In Spain, the Niagara Baths, inaugurated in 1879 in Madrid, were one of the first to open. In Barcelona, ??the Escullera, the swimming pool of the Club Natació Barcelona, ??was the first heated and covered pool in Spain (1921), although the one in Sabadell was earlier. However, the first wave of residential public swimming pools had to wait until the 1960s.

Since then, the swimming pools have been building a non-verbal language: the book on the hammock, the children who splash more than anyone else, the teenagers who put their stomachs full of hormones, the tattoos, the strident sunglasses and the sun glued to the high in the sky Everything serves to change the chip, because if the pools invite you to something, it is to smile and chat about the divine and the human.

The fact that bathers seen through the water seem to blend together like watercolors led pop art painter David Hockney to dedicate part of his work to California’s water and light festivals. And the same can be said of Alex Proba, an artist who paints the bottom of swimming pools to make them works of art.

This report shows several pools built by Ricardo Bofill (such as the Red Wall, in Calpe, Alicante), paradisiacal pools in Mallorca and Ibiza, some small inland oceans scattered around the world and all kinds of aquatic refuges full of rainbow specks.

From Barcelona to Santorini, passing through the Alps and the Maldives, swimming pools are the closest thing to paradise on earth during the summer, just behind the sea.
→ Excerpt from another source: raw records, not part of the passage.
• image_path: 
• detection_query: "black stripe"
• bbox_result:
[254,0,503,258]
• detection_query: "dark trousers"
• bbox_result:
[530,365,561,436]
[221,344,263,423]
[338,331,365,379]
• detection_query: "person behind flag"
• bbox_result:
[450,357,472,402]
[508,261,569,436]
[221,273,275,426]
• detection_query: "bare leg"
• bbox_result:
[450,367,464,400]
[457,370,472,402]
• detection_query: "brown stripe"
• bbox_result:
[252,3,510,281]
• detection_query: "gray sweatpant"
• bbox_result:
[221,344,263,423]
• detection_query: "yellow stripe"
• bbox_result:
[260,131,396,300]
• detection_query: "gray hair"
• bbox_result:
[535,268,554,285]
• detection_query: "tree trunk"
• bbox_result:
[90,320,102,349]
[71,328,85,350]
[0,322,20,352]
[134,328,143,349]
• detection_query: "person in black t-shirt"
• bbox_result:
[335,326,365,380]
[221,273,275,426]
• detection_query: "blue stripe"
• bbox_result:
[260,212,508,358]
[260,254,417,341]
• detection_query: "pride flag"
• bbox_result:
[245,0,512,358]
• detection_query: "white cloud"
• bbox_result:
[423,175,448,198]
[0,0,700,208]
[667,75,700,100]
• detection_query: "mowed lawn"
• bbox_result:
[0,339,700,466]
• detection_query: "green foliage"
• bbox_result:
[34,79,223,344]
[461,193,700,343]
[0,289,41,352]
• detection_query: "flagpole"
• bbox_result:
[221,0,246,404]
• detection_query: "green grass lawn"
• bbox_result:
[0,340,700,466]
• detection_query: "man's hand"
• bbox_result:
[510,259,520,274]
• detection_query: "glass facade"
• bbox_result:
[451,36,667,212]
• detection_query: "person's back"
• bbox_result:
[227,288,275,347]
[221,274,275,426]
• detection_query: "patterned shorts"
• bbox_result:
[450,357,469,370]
In fact, they are the watchword of many dream homes and the cover letter of some hotel chains.

This is the case of The Aficionados, an emporium of international establishments for travelers seeking to merge luxury, design and authenticity. In the opinion of Iain Ainsworth, the founder and CEO, there are “destination pools” that attract like a magnet. “The pool is often the hotel’s favorite and sensational Instagram photo,” admits this Londoner. “There must be drama beyond the swimsuit or bikini: a sense of theatricality that turns the humble dip into an experience,” he adds after commenting that his group is focused on making their pools more sustainable.

In Spain in 2022 there were a total of 1,266,000 swimming pools, one for every 37 inhabitants, according to cadastre data. Taking as average a pool of four by eight meters and 48,000 liters of capacity, filling all these pools requires 60.77 cubic hectometres of water, which is equivalent to 0.1% of the capacity of the reservoirs (56,136 Hm3) and 2 .6% of the consumption of Spanish households (around 133 liters per person and year in 2020, according to the INE).

However, the sector’s employers’ association points out that currently swimming pools have a much lower overall water consumption than years ago, due to the fact that the old practice of annual emptying-filling is now residual, thanks to the water treatments that are carried out .

The pools that still have the water from the previous year or those that are in places that can afford it, will once again be an oasis of freshness this summer on hot days.